ENTREVISTA PAULO GUSTAVO SEHN, mestre em educação

Paulo Gustavo Sehn

“O professor começa a se desmotivar no momento em que ele se compara a outras profissões”

Ao que você atribui a queda na demanda pela formação de professores?
Paulo Gustavo Sehn – Acredito que essa baixa procura pelos cursos de licenciatura ou até do magistério se deve a um conjunto de fatores. A própria desvalorização do professor é um deles. Não que ele ganhe mal, mas o professor começa a se desmotivar no momento em que ele se compara a outras profissões.

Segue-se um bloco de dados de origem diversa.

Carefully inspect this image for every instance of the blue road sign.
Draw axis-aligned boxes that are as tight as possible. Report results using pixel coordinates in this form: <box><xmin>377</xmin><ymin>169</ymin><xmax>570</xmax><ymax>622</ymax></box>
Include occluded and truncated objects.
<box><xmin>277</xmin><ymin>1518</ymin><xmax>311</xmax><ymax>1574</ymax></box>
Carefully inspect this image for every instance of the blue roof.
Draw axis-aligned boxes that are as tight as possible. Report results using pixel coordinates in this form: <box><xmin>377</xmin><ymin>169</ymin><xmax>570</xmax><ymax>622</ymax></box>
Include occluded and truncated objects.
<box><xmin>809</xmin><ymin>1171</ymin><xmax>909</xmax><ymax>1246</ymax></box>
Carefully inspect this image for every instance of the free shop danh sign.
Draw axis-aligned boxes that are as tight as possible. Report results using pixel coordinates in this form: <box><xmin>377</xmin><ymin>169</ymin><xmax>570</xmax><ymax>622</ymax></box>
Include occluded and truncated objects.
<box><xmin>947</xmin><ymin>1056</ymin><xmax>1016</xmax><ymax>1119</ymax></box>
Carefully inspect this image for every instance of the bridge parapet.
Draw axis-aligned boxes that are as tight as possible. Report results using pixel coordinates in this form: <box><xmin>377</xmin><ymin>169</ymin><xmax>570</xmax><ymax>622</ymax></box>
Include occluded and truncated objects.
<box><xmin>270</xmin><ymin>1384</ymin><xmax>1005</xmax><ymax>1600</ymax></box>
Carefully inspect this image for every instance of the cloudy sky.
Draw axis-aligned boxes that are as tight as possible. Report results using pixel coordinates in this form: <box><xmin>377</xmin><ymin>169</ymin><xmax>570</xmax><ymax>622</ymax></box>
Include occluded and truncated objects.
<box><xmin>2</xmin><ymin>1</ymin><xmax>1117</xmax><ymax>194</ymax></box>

E existe a constante necessidade de qualificação, com pós-graduações, mestrados e doutorados além da altíssima carga horária que não se resume somente à sala de aula, mas sim à preparação das aulas e busca por materiais que as complementem. Para ter uma ideia, o doutorado, para um professor da esfera pública, em algumas cidades dá 5% de aumento no salário. O valor que se investe no doutorado, não se recupera em salários. Acaba sendo um desprestígio da classe. O doutorado é para a vida, e não para agregar salário.

Quais são os obstáculos e desafios para a formação e permanência desses profissionais?
Sehn – O professor tem que ter um dom para estar junto de uma turma. Muitos têm formas mais tradicionais de dar aula, e hoje em dia, principalmente em função das tecnologias, a dificuldade é iminente. O que requer um amplo preparo do professor, para que ele consiga criar pontes entre ele e o aluno. A partir desse elo, tu passa a conseguir chegar até ele, para mobilizar ao aprendizado. É difícil conseguir, com métodos arcaicos, digamos assim, trazer assuntos que sejam do interesse ao do aluno. Não é o assunto, na verdade, mas a forma como ele chega até o aluno. A criatividade passa a ser uma premissa para uma aula atraente e, para isso acontecer, o professor precisa estar em constante formação. É uma roda: precisa formar
professores com metodologias avançadas, com teorias modernas, para que ele se sinta seguro em ir para a escola e oferecer uma excelente aula aos alunos. É desafiador também, mobilizar o aluno diante do mundo de informações que estão na palma da sua mão.